Fourth grade class spent Friday taste-testing pizza at local
establishments
Gilroy – Sure, pepperoni pies serve as the major attraction of Rucker Elementary School’s annul Pizza Walk but as the fourth graders will vouch, their teacher does a stellar job of blending math and grammar with cheesy deliciousness.
“I learned that fractions are easier to do with pizza,” 10-year-old Victor Oimos said. “It’s easier to do something that you can hold … visualize.”
And other students, including Emily Barham and Bella Marquez, both 10, said the lesson wasn’t just about arithmetic but also English, since the students were required to fill in a page of adjectives describing the taste and smell of the pizza they sampled and the ambiance of the parlors.

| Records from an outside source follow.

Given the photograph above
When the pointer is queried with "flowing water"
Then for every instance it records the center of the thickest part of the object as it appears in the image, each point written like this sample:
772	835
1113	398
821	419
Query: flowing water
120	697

Every May for the past 20 years ago, Curt Hentschke has packed up his Rucker Elementary School class and led them on a Pizza Walk around town. Back in 1986, the fourth grade teacher happened to notice a lot of pizza parlors popped up all in a row and decided to organize a pizza taste-testing field trip that combines a variety of disciplines.

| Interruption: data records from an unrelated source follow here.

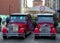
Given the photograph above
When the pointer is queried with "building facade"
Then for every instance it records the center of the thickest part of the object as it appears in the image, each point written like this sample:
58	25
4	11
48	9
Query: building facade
37	3
11	6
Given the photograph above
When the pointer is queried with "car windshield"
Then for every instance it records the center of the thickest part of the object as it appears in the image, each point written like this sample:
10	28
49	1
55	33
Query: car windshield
45	19
18	19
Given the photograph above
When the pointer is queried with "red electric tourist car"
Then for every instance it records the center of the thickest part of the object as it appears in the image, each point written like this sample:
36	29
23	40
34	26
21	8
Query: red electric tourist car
20	25
45	26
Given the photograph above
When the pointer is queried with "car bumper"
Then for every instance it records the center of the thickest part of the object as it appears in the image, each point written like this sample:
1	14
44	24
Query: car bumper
44	34
13	34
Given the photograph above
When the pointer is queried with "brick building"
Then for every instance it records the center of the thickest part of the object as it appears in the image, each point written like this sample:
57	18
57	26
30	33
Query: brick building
10	6
37	3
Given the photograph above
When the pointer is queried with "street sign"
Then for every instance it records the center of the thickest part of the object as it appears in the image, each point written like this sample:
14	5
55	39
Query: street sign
42	8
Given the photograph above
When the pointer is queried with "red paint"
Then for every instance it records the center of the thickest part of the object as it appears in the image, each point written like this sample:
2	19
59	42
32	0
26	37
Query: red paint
36	30
53	30
50	24
4	30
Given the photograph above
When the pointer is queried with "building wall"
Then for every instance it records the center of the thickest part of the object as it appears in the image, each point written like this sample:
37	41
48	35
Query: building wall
9	6
37	3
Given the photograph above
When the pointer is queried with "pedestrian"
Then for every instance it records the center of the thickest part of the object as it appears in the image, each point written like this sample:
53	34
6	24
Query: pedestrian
7	20
0	23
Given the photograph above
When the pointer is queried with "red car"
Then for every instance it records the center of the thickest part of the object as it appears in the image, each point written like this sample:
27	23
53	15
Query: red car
45	26
19	25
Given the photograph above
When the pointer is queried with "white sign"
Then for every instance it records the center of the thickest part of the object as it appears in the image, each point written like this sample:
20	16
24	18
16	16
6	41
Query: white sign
42	8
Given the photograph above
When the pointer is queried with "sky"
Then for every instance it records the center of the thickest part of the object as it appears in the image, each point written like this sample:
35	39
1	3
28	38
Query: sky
30	3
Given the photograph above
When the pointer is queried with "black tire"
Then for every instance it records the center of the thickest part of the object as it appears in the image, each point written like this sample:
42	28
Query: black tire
4	37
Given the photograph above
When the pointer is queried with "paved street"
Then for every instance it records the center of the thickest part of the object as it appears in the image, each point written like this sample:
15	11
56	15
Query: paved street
30	39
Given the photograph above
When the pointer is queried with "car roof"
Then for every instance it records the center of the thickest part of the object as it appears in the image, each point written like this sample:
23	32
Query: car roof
19	14
46	14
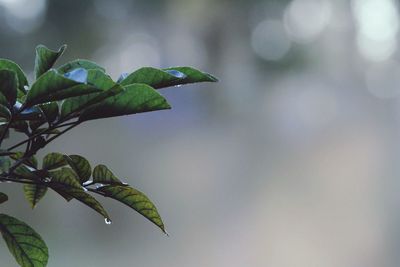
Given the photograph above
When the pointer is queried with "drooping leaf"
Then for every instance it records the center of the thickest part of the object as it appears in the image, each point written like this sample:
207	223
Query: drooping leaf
135	98
156	78
5	113
98	79
50	111
160	78
65	177
10	65
24	243
31	161
80	195
134	199
53	161
5	163
53	86
79	63
81	166
192	75
45	58
34	193
9	85
102	175
3	198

He incorporated the Pizza Walk into his spring curriculum, a time when the weather is warm and students are restless and “burnt out on the regular day-to-day” activities.
Originally a simple worksheet, the activity has evolved over the years. On Friday, 31 of Hentschke’s fourth grade gifted and talented students were handed an eight-page worksheet to complete during and after the Pizza Walk.
The day kicked off with a Papa Murphy’s Take ‘N Bake breakfast, courtesy of a student’s mother who brought in the cooked pie for a practice tasting in the classroom. After each student tried one-third of a piece, they headed off to the bus stop.
From 9:30am to 11am, the group hiked through downtown, making a few stops along the way. At 11am, the official tasting began at Little Caesar’s on First Street. The students then hit Mama Mia’s, Pizza Hut, Straw Hat, Round Table, Papa Murphy’s and Mountain Mike’s.
At each parlor, they recorded data, including the address, the cost of one large pepperoni pizza, the number of different drink sizes available, the number of different sizes of pizzas, the comfort of chairs from a one (rock) to a 10 (cloud), the ambiance and the overall ranking.
In the end, Barham and a few other students said they bit into the best slice at Mama Mia’s.
The students ordered the same kind of pizza and the same size at each stop to keep the variable as minimal as possible, one of the lessons Hentschke is teaching. But even though they ordered the same exact item at each pizza joint, the costs varied, with one pie ringing in at $5.41 and another at $16, Hentschke said.